Logistics & Distribution
Branch-led sourcing strategy productivity is a key metric, though specific distribution costs as a % of revenue were not provided.
Strategic Growth
Expected Growth Rate
14-24%
Growth Strategy
The company completed a reverse merger of PEL into Piramal Finance Limited (PFL) effective September 16, 2025, to simplify the group structure and provide direct access to the lending business. Growth is driven by a 'High Tech / High Touch' model, expanding retail products (home loans, used car loans), and leveraging strategic partnerships with CDPQ and Bain Capital (IndiaRF).
Products & Services
Retail loans (home loans, loans against property, used car loans, small business loans), wholesale loans (real estate and non-real estate), and alternative investment funds.
Brand Portfolio
Piramal Finance, Piramal Alternatives, IndiaRF, Pramerica Life Insurance.
New Products/Services
Focus on granular retail products like used car loans and small business loans to diversify the AUM from wholesale-heavy to a more balanced book.
Market Expansion
Expansion of the branch network to increase retail loan sourcing productivity across India.
Market Share & Ranking
Not disclosed.
Strategic Alliances
Joint ventures with Prudential International (Pramerica Life Insurance - 50% stake), Bain Capital (IndiaRF), and capital commitments from CDPQ and CPPIB.
External Factors
Industry Trends
The industry is shifting toward 'Scale Based Regulation' by the RBI. PEL is positioned as an Upper Layer NBFC, necessitating the corporate restructuring to PFL to meet listing and regulatory requirements.
Competitive Landscape
Competes with other large NBFCs and housing finance companies in the retail and wholesale lending space.
Competitive Moat
Durable advantages include a strong brand name (Piramal), strategic global partnerships (Bain, CDPQ), and a 'High Tech / High Touch' model that combines digital underwriting with physical branch presence.

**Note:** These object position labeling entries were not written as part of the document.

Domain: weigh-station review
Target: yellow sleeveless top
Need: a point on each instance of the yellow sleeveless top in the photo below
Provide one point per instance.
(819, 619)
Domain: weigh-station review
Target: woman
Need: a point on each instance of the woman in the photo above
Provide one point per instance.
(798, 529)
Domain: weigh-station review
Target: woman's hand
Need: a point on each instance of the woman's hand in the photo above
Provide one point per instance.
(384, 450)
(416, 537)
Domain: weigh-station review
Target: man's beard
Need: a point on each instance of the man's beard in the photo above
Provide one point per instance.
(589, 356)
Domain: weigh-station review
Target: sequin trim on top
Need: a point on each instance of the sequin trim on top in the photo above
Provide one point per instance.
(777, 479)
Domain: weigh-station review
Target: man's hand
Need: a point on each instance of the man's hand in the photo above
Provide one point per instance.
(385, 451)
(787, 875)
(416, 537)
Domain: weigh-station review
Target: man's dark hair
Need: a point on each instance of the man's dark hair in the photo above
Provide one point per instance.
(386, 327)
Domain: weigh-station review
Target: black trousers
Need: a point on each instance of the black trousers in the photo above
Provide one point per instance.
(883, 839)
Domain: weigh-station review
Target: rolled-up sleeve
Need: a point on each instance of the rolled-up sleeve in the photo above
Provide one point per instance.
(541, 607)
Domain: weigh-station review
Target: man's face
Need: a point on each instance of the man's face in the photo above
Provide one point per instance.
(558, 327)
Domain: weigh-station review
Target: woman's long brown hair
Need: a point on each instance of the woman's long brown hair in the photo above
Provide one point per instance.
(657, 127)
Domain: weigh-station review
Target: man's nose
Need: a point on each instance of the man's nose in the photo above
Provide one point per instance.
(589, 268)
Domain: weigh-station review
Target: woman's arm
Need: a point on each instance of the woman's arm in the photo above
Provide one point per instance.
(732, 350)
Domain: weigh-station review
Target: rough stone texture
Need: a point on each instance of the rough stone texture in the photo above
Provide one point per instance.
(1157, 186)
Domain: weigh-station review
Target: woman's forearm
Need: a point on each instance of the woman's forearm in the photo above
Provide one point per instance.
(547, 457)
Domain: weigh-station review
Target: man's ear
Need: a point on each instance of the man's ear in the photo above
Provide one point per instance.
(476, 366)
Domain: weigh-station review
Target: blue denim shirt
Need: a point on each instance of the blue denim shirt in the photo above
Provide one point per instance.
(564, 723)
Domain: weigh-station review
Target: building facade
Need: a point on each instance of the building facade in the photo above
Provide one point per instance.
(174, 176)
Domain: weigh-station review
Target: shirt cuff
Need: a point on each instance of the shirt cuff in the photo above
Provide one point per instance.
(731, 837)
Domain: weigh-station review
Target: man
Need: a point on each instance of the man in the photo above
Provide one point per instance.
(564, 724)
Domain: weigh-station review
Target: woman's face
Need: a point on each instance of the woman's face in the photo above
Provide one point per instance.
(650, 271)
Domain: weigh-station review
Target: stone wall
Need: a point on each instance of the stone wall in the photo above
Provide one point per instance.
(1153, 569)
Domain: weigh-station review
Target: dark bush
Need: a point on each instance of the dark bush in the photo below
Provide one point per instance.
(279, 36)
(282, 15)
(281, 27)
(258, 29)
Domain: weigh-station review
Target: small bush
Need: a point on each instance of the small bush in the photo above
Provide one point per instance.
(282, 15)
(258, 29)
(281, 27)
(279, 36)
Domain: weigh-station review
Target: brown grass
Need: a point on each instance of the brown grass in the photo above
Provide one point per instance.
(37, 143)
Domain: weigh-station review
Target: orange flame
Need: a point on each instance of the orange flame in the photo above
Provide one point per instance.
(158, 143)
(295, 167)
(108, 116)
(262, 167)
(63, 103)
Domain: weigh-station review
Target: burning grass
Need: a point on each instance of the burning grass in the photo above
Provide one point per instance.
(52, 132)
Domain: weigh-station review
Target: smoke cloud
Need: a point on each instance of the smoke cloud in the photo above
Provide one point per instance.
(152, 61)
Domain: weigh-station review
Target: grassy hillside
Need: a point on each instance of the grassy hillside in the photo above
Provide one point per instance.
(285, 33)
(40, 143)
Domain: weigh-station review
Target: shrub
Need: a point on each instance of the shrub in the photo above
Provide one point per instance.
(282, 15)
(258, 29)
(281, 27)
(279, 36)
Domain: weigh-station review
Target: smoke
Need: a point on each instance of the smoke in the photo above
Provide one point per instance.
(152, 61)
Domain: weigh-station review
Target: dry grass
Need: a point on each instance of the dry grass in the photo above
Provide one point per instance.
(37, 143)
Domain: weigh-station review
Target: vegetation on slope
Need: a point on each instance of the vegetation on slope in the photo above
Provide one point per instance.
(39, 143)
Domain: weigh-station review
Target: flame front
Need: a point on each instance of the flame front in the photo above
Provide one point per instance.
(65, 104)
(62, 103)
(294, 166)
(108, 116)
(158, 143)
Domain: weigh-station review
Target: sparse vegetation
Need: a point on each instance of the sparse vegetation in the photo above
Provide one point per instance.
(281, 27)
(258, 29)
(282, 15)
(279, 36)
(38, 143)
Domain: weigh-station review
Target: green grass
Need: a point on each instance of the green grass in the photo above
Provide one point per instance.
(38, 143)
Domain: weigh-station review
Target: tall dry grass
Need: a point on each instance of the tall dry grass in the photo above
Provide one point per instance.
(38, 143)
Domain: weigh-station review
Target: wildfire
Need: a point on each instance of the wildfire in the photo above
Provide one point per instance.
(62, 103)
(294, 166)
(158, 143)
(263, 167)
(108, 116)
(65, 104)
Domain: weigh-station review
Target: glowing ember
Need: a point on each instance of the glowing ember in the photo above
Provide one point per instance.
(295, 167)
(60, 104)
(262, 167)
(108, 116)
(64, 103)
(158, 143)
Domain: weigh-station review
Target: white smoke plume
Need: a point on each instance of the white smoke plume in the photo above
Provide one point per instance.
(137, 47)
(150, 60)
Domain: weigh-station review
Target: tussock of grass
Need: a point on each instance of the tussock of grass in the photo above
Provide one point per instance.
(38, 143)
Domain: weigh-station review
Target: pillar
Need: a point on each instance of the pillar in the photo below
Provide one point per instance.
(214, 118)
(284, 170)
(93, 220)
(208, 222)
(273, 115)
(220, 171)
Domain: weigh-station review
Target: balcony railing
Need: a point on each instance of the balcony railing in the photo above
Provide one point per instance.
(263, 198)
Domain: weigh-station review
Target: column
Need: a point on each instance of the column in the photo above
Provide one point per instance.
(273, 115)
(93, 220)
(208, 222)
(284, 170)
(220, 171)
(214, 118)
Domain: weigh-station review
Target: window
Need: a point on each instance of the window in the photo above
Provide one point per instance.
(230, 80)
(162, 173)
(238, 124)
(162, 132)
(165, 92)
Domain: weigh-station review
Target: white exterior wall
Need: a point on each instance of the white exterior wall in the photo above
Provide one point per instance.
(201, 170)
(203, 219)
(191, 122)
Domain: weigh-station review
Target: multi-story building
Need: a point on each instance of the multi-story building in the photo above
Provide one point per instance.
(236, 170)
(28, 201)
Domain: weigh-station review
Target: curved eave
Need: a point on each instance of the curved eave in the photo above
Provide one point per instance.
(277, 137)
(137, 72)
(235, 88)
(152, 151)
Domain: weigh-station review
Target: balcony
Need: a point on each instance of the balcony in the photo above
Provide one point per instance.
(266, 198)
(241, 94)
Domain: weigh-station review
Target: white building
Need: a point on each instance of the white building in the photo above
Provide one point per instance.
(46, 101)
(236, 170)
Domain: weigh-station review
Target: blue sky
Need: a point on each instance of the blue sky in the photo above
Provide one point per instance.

Macro Economic Sensitivity
Highly sensitive to RBI interest rate cycles and credit demand in the real estate and retail sectors.
Consumer Behavior
Increasing demand for used car loans and small business loans is driving the shift toward retail lending.
Geopolitical Risks
Limited direct exposure, though global financial market volatility can impact the cost of capital from foreign partners like CDPQ and CPPIB.
Regulatory & Governance
Industry Regulations
Subject to RBI Master Directions for NBFC - Scale Based Regulation. The merger with PFL was specifically executed to comply with RBI's regulatory framework for Upper Layer NBFCs.
Environmental Compliance
Not disclosed.
Taxation Policy Impact
Effective tax rate for Q1 FY26 was approximately 8.3% (INR 25 Cr tax on INR 301 Cr PBT).
Legal Contingencies
Gross Non-Performing Assets (NPA) stood at INR 325.03 Cr as of March 31, 2025. Specific values for pending litigation in High/Supreme courts were not provided.
Risk Analysis
Key Uncertainties
Asset quality deterioration is a key risk, with Net NPA increasing from 0.80% in FY24 to 2.00% in Q1 FY26. Merger integration and the blackout period for security trading (40-45 days) pose short-term liquidity/market risks.
Geographic Concentration Risk
Not disclosed, but the company is diversifying through a national branch network.
Third Party Dependencies
High dependency on 22 significant counterparties for 79.62% of total liabilities.
Technology Obsolescence Risk
Mitigated by investment in an agile tech framework and a dedicated Chief Data & Analytics Officer.
Credit & Counterparty Risk
Stage 3 assets (NPA) were INR 312.05 Cr as of March 2025, with an ECL provision of INR 1,829 Cr maintained against the total AUM.